Best wishes to all those not camping out in Antarctica and sleeping on hundreds of feet of ice, especially family, friends, and fellow meteorite hunters everywhere.
Sincerely, Meteorite hunter Steveqa
-posted by Steve Ballou from Miller Range (edited by rph)
We are at the Miller Range! Well, at least four of us, plus our Twin Otter crew, are here. Yesterday was a flurry of activity, as we got two airplanes at CTAM, the Herc with fuel (but not the rest of our party…) from McMurdo, and the Twin Otter from South Pole. We scrambled to help the Herc crew unload and load gear and to get all of our camp onto the Twin Otter in three flights. Once we arrived at the Miller Range, we set up camp and passed out, we were so tired.
When we finally lifted our heads up today, we saw what a beautiful place our little camp is in. We are just uphill from where a small tributary glacier flows between two mountains onto a larger glacier, with big crevasses that we could see from the Twin Otter. We really love those Otter flights, the planes are awesome and it’s such a treat to see the amazing scenery here in the Transantarctic mountains. This morning we were socked in with thick clouds, so that meant no flights for us today. So instead we went out – and found six meteorites! We searched a little moraine and the blue ice, with the help of the Twin Otter pilots Rodney, Adam and Larry.

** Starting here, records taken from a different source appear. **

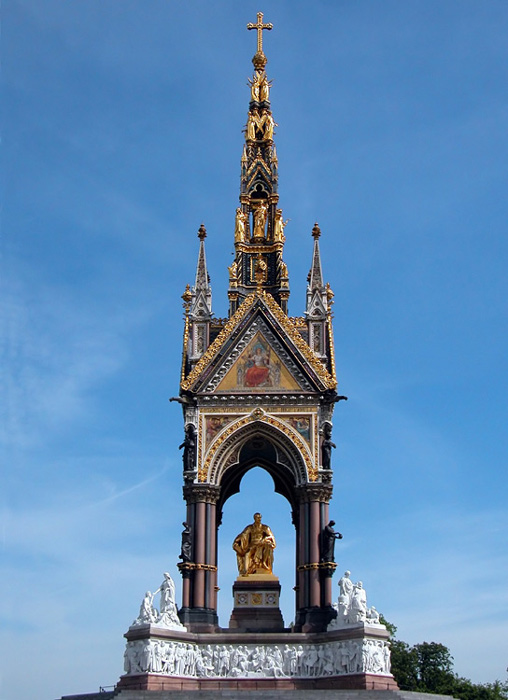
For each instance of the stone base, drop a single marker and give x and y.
(256, 604)
(153, 682)
(355, 658)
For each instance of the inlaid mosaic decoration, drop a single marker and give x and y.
(258, 368)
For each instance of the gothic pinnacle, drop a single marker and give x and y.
(316, 231)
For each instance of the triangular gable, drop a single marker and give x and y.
(259, 368)
(259, 313)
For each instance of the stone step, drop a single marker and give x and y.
(275, 695)
(124, 694)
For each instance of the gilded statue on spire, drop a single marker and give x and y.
(260, 87)
(240, 221)
(259, 214)
(279, 226)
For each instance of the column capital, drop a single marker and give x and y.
(201, 493)
(314, 492)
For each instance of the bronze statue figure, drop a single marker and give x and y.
(254, 548)
(328, 537)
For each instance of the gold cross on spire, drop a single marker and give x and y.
(260, 26)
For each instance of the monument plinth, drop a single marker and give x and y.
(256, 604)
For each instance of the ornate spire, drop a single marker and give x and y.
(317, 301)
(201, 302)
(259, 224)
(316, 274)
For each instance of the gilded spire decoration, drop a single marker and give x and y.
(259, 60)
(259, 221)
(316, 274)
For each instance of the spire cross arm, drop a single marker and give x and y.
(260, 26)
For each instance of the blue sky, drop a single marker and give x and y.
(121, 132)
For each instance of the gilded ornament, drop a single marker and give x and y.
(279, 226)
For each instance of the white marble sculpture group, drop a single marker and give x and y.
(173, 658)
(352, 606)
(194, 660)
(167, 617)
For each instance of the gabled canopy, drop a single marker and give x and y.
(258, 350)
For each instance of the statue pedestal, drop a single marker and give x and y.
(256, 604)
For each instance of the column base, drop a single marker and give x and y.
(204, 620)
(313, 620)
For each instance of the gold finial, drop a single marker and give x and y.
(187, 296)
(259, 59)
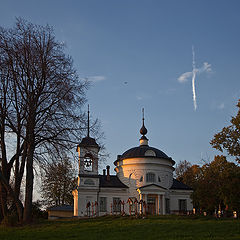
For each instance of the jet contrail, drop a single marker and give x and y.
(193, 79)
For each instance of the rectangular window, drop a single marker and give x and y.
(116, 205)
(133, 205)
(182, 205)
(167, 204)
(103, 204)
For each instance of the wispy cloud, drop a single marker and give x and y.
(206, 68)
(184, 77)
(95, 79)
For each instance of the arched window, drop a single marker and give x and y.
(150, 177)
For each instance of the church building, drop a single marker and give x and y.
(143, 184)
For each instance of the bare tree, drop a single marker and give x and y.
(40, 106)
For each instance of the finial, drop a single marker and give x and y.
(143, 130)
(88, 123)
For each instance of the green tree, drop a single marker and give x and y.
(229, 138)
(58, 181)
(40, 107)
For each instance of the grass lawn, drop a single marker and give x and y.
(159, 227)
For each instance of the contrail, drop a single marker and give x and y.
(193, 79)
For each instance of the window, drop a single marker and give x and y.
(116, 205)
(133, 204)
(87, 163)
(167, 205)
(103, 204)
(89, 182)
(150, 177)
(182, 203)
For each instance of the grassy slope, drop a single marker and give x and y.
(167, 227)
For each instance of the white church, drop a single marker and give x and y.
(143, 184)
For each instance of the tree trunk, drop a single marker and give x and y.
(27, 216)
(7, 188)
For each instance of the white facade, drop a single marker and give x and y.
(143, 183)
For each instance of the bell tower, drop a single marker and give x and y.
(88, 153)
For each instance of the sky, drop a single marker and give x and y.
(145, 53)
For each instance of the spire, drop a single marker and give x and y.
(143, 131)
(88, 123)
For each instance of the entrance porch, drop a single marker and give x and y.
(154, 198)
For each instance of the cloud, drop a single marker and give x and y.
(206, 68)
(184, 77)
(95, 79)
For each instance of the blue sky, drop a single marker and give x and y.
(148, 44)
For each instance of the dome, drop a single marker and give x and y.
(88, 142)
(144, 151)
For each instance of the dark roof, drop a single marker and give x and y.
(179, 185)
(113, 183)
(65, 208)
(88, 142)
(140, 152)
(152, 184)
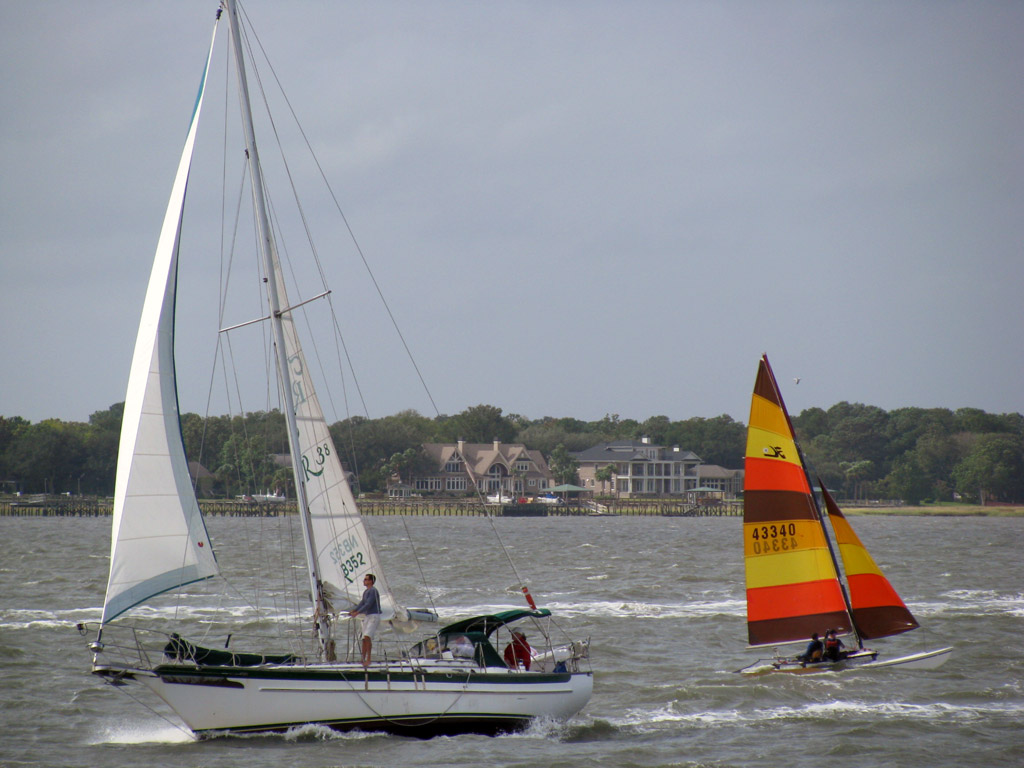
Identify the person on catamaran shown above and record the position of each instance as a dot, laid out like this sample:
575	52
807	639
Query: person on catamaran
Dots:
517	652
813	651
369	611
835	649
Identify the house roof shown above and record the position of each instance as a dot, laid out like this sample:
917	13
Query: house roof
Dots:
480	457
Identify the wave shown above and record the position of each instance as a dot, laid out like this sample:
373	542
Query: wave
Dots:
827	711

Here they are with their first find, a nice big rock that looks like chondrites we’ve seen from the asteroid belt, all by itself out on the blue ice. It’s so thrilling to finally be able to be doing what we are here for, and we think the Twin Otter guys caught the discovery bug.
We celebrated by having a cozy group dinner of green curry scallops and hot chocolate in our warm tents. We’ve loved having the Twin Otter crew in camp, and have had such fun hanging out and eating together. Now we want the rest of our group so our family can be complete!
Posted by Jani from the Miller Range South Camp, Dec 19
John, Steve, Jani and I are still snugly ensconced at CTAM, surrounded by gorgeous mountains, sparkling glacial plains, and sunny skies. We’ve spent a couple of days grooming – not the personal kind, but using our skidoos to drag a heavy metal contraption behind us, lopping off the sastrugi and filling in ruts, to create a silky smooth, 10,000-foot runway for the LC-130′s to land. Unfortunately not everyone has had as good luck as us, as planes from McMurdo and Pole have been delayed due to mechanical issues and weather, respectively. Even John couldn’t find work for us to do today, so we went over to the old Beardmore camp. It was quite a camp back in its day (1985-86), hosting a conference and boasting flush toilets. Now, the plywood buildings are buried under several feet of snow, and descending into it is a little eerie. However, we were not alone! Scores of other ANSMET veterans welcomed us with notes and names and well wishes. I was especially pleased to find the shrine around an Optimus stove, which immediately brought memories of white gas fires flooding back. After lunch, John creamed us at Scrabble, then more than made up for it by leading us by skidoo up one of the nearest hillsides. The hills are made of everyone’s favorite rock, the Ferrar dolerite, sculpted by freeze-thaw cycles, salt, and wind into fantastic hoodoos. In the distance, we glimpsed the QUE, LEW, and other famous meteorite locales. We are surrounded by history. We are all in good spirits, though anxious to be reunited with our whole team and out collecting space rocks,
-Barbara, at CTAM camp, Tuesday Dec 17
Hi, Alex Meshik sent me the following “photolog” from McMurdo…..
Ralph, we are waiting for Tuesday to fly out of McMurdo. Our present activity is limited to walking around, eating and sleeping. Today we walked to the Scott Base looking for suspiciously looking rocks on the way. None of them turned out to be a meteorite:
We saw beautiful pressure ridges with distant view of Erebus
The food was excellent, as usually
Freshly baked bread, we will miss it in the Miller Range.
All that said, we wish we could leave McMurdo sooner.